This Pesto Filled Spiral Meatloaf is a savory delight that improves with time, making it perfect for meal prepping or enjoying leftovers as a delicious sandwich. Packed with Italian flavors and a unique spiral design, it’s sure to become a family favorite.

  • Preparation Time: 1 hour
  • Cooking Time: 1 hour
  • Total Time: 2 hours
  • Recipe Category: Pork
  • Keywords: Meat, European, High Protein, High In…, Oven, Less than 4 Hours

Ingredients:

  • For the Meatloaf:

    • 1 1/2 lbs hot Italian sausage
    • 1/2 cup breadcrumbs
    • 1 egg, beaten
    • 1 tsp salt
    • 1/2 tsp nutmeg
    • 1 tsp fresh ground black pepper
    • 1/2 cup pesto sauce
    • 1 cup shredded cheddar cheese, divided
    • 6 slices bacon, cooked and crumbled
    • 2 hard-boiled eggs, chopped
  • For the Pesto:

    • 2 cloves garlic
    • 1/3 cup olive oil (divided)
    • 2 cups fresh basil leaves
    • 1/4 cup pine nuts
    • 3/4 cup grated parmesan cheese

Instructions:

  1. Preheat the Oven: Preheat your oven to 350°F (175°C). Prepare a 13x9x2-inch baking pan by lining it with aluminum foil.

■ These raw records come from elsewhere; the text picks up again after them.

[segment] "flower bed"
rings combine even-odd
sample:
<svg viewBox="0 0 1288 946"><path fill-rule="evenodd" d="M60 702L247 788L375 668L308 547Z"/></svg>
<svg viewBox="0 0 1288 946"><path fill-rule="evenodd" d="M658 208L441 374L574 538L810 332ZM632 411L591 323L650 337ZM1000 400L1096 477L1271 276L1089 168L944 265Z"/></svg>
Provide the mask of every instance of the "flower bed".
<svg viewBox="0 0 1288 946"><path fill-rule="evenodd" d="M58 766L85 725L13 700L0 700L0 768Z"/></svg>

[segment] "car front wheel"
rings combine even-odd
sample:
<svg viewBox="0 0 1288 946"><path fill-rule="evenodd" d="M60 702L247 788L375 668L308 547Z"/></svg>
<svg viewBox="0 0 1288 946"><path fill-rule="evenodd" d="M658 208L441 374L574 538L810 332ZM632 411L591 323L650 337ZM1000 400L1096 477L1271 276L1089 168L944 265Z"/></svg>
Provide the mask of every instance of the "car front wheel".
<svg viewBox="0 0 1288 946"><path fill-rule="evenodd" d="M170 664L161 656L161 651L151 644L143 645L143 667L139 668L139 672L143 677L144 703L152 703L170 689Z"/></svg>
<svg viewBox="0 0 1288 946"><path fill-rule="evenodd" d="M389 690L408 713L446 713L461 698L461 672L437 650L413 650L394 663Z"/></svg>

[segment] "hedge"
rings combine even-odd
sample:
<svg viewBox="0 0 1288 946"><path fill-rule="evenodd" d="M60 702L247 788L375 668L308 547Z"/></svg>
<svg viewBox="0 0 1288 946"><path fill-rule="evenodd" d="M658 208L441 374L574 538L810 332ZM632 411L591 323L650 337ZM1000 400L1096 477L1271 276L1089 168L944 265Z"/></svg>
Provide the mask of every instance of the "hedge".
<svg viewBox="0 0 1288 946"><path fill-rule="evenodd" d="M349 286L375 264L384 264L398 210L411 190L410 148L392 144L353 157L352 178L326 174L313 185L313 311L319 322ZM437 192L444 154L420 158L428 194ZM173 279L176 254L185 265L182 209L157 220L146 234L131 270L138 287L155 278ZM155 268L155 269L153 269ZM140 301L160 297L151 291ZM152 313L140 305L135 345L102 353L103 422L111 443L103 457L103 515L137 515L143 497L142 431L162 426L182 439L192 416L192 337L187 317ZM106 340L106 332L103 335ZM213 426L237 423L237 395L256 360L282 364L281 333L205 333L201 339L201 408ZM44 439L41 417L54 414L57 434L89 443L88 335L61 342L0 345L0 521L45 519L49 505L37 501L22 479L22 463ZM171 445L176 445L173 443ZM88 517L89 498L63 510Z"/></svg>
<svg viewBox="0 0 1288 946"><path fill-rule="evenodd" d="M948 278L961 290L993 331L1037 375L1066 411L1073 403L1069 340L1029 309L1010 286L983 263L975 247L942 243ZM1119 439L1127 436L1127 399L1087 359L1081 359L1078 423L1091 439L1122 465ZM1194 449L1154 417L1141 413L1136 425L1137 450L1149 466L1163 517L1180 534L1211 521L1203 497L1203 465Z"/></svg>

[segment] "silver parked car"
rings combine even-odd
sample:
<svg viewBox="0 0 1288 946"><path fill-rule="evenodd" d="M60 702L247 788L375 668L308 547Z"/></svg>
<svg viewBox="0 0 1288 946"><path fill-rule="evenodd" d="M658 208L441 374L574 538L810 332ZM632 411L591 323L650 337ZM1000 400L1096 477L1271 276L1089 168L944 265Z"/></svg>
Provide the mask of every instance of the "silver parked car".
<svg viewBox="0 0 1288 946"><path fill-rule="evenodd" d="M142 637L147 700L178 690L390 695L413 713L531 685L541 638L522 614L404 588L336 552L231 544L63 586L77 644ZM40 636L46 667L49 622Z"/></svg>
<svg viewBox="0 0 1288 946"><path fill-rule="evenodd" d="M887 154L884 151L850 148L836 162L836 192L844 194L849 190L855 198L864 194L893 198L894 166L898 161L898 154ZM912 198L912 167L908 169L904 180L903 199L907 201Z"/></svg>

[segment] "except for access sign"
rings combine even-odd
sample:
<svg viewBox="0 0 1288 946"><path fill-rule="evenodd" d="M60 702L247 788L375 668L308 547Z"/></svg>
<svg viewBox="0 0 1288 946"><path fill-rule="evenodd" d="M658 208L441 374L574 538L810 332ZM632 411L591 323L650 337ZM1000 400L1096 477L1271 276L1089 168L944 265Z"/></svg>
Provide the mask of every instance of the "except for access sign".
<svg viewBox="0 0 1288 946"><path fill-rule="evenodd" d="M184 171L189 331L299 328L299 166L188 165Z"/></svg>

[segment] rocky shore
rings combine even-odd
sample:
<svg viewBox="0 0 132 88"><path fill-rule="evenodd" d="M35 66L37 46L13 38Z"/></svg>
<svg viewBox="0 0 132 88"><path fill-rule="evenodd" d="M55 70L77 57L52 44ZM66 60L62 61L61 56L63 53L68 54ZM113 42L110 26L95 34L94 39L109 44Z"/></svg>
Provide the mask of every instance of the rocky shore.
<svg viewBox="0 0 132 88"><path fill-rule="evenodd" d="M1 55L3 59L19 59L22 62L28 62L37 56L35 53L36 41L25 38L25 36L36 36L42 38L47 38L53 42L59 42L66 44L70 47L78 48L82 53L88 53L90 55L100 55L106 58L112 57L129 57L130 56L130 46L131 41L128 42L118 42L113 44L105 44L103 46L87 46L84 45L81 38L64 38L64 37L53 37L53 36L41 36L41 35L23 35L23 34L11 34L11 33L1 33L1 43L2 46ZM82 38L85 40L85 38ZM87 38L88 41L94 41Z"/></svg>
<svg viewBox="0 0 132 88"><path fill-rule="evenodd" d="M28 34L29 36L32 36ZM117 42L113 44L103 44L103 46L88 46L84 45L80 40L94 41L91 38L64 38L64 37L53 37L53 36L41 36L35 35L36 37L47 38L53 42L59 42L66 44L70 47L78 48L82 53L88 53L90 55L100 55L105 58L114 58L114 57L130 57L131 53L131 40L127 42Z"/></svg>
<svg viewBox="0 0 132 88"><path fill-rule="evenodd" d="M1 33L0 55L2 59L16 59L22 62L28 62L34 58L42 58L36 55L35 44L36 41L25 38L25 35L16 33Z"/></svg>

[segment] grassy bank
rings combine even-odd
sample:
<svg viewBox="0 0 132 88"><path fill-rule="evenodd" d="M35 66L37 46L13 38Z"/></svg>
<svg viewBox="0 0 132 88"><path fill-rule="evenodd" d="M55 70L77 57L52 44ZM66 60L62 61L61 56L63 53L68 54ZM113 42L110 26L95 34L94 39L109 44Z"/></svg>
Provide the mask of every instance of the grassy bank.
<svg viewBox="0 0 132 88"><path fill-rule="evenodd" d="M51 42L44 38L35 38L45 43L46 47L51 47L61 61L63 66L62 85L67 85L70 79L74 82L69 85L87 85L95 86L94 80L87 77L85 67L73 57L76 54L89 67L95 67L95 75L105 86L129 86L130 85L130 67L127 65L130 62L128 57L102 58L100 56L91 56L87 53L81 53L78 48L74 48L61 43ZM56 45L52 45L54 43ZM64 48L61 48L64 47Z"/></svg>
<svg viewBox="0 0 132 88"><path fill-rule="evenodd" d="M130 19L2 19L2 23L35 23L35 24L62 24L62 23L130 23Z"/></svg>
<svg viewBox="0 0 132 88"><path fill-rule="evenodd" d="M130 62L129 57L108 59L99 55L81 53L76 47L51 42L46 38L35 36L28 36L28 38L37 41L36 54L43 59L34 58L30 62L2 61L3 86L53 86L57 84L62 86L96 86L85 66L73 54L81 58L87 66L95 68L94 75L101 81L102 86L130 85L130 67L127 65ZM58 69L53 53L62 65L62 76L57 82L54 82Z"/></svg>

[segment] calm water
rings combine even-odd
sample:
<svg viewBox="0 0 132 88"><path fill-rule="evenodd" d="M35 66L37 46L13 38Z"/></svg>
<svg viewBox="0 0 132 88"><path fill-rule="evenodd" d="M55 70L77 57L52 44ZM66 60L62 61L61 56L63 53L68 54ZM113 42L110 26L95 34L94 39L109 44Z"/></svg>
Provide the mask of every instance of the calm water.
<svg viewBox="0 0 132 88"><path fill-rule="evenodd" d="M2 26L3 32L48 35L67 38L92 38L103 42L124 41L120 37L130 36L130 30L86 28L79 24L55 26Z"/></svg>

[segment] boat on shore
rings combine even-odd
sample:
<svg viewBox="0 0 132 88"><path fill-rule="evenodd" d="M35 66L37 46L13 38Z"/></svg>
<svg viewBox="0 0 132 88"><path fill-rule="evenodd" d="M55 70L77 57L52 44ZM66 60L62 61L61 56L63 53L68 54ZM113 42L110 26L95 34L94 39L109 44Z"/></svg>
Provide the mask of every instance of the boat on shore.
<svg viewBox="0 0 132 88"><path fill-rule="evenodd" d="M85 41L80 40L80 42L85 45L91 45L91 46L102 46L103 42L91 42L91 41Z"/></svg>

  2. Prepare the Meat Mixture:

    • In a large mixing bowl, combine the ground chuck and hot Italian sausage.
    • Add breadcrumbs, beaten eggs, salt, nutmeg, and fresh ground black pepper. Mix thoroughly until well combined.
  3. Make the Pesto Filling:

    • In a separate bowl, prepare the pesto. Start by placing garlic and half of the olive oil in a food processor. Process until garlic is pureed.
    • Add the remaining olive oil, basil leaves, pine nuts, and grated parmesan cheese. Process until smooth. If the pesto is too wet, blot excess oil with paper towels.
  4. Assemble the Meatloaf:

    • Place the meat mixture between two sheets of waxed paper. Roll it out into a rectangular shape about 1/3 inch thick.
    • Remove the top sheet of waxed paper. Spread the pesto mixture evenly over the meat.
    • Carefully roll up the meatloaf like a jelly roll, peeling back the remaining waxed paper as you go.
    • Shape the ends of the roll to form a neat cylindrical shape, ensuring the pesto is entirely enclosed within the meat.
  5. Bake the Meatloaf:

    • Transfer the rolled meatloaf, seam side down, into the prepared baking pan.
    • Sprinkle the top of the meatloaf with the remaining 1/2 cup of shredded cheddar cheese.
    • Bake in the preheated oven until the meatloaf is cooked through and nicely browned, approximately 1 hour.
  6. Serve and Enjoy:

    • Once baked, remove the meatloaf from the oven and let it rest for a few minutes before slicing.
    • Serve slices of this flavorful Pesto Filled Spiral Meatloaf hot, or let it cool completely and enjoy it as a sandwich filling with rye bread and ketchup.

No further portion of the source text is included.